14. Hukuk Dairesi 2016/7489 E. , 2019/2050 K.
"İçtihat Metni"
MAHKEMESİ :Asliye Hukuk Mahkemesi
Davacı vekili tarafından, davalılar aleyhine 27/08/2014 gününde verilen dilekçe ile mirası reddin iptali istenmesi üzerine yapılan duruşma sonunda; davanın davalı ... yönünden reddine diğer davalılar yönünden kabulüne dair verilen 27/10/2015 günlü hükmün Yargıtayca incelenmesi davalılar vekili tarafından istenilmekle süresinde olduğu anlaşılan temyiz dilekçesinin kabulüne karar verildikten sonra dosya ve içerisindeki bütün kağıtlar incelenerek gereği düşünüldü:
K A R A R
İstek, mirası reddin iptaline ilişkindir.
Davacı vekili; davacının, davalılardan alacaklı olduğunu, davalılardan ...’ın babası muris ..."ın 12/11/2012 tarihinde öldüğünü, davalı ...’ın muris ..."ın mirasını reddettiğini, mirasın diğer davalılar olan ...nin iki çocuğuna geçtiğini, ...nin iki çocuğu davalılar Nehir ve ..."ın da aynı icra dosyasından borçlu olduklarını, bu iki davalının da dedeleri Muris ..."ın mirasını reddettiklerini, davalıların murislerinin miraslarını reddetmeleri için haklı ve makul bir sebep bulunmadığını, alacaklarının tahsilini zorlaştırmak, imkansız hale getirmek amacıyla yapıldığını, M.K."nun 617. maddesi gereğince davalıların mirası red işlemlerinin iptaline karar verilmesini istemiştir.
Davalılar vekilleri, davanın reddini savunmuşlardır.
Mahkeme, davalı ... yönünden reddine diğer davalılar yönünden kabulüne karar vermiştir.
Hükmü, davalılar vekili temyiz etmiştir.
İstek, alacaklıları zararlandırmak amacıyla (kötüniyetle) yapılan reddin iptali isteğine ilişkin olup, Türk Medeni Kanununun 617. maddesine dayanmaktadır.
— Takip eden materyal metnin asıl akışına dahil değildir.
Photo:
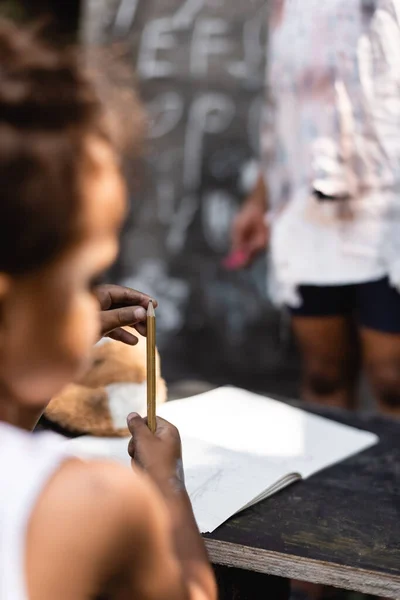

Malvarlığı borcuna yetmeyen mirasçı, alacaklılarına zarar vermek amacıyla mirası reddederse, alacaklıları veya iflas idaresi, kendilerine yeterli bir güvence verilmediği takdirde ret tarihinden başlayarak altı ay içinde reddin iptali hakkında dava açabilirler (TMK. m. 617/1). Şu halde, kötüniyetle redden söz edilebilmesi için, reddeden mirasçının malvarlığının borcunu karşılamaya yetmediğinin sabit olması gerekir (TMK. m. 617). Onun için her şeyden önce davalı durumunda bulunan mirasçının malvarlığının borcunu karşılamaya yeterli olup olmadığı hususunun etraflı şekilde araştırılıp tespit edilmesi zorunludur. İcra takibinin uzun süre devam etmesi, tek başına acze delalet etmez. Zira aczin ne suretle gerçekleşeceği İcra İflas Kanununda gösterilmiştir (İc.İf.K. m. 105 ve 143). Davacı tarafından borçlu mirasçı hakkında “aciz vesikası” alınmamış olduğuna göre, mahkemece, davalının şahsi malvarlığının ret tarihindeki değeri tespit edilip, bu malvarlığının borcunun karşılamaya yeterli olup olmadığının usulünce araştırılıp saptanması; yeterli ise talebin reddi, yeterli olmadığının görülmesi halinde ise, davalı da yeterli güvence göstermediği takdirde reddin iptaline karar verilmesi gerekir. Açıklanan yönde araştırma yapılmadan eksik inceleme ile hüküm kurulması usul ve yasaya aykırı olup bozmayı gerektirmiştir.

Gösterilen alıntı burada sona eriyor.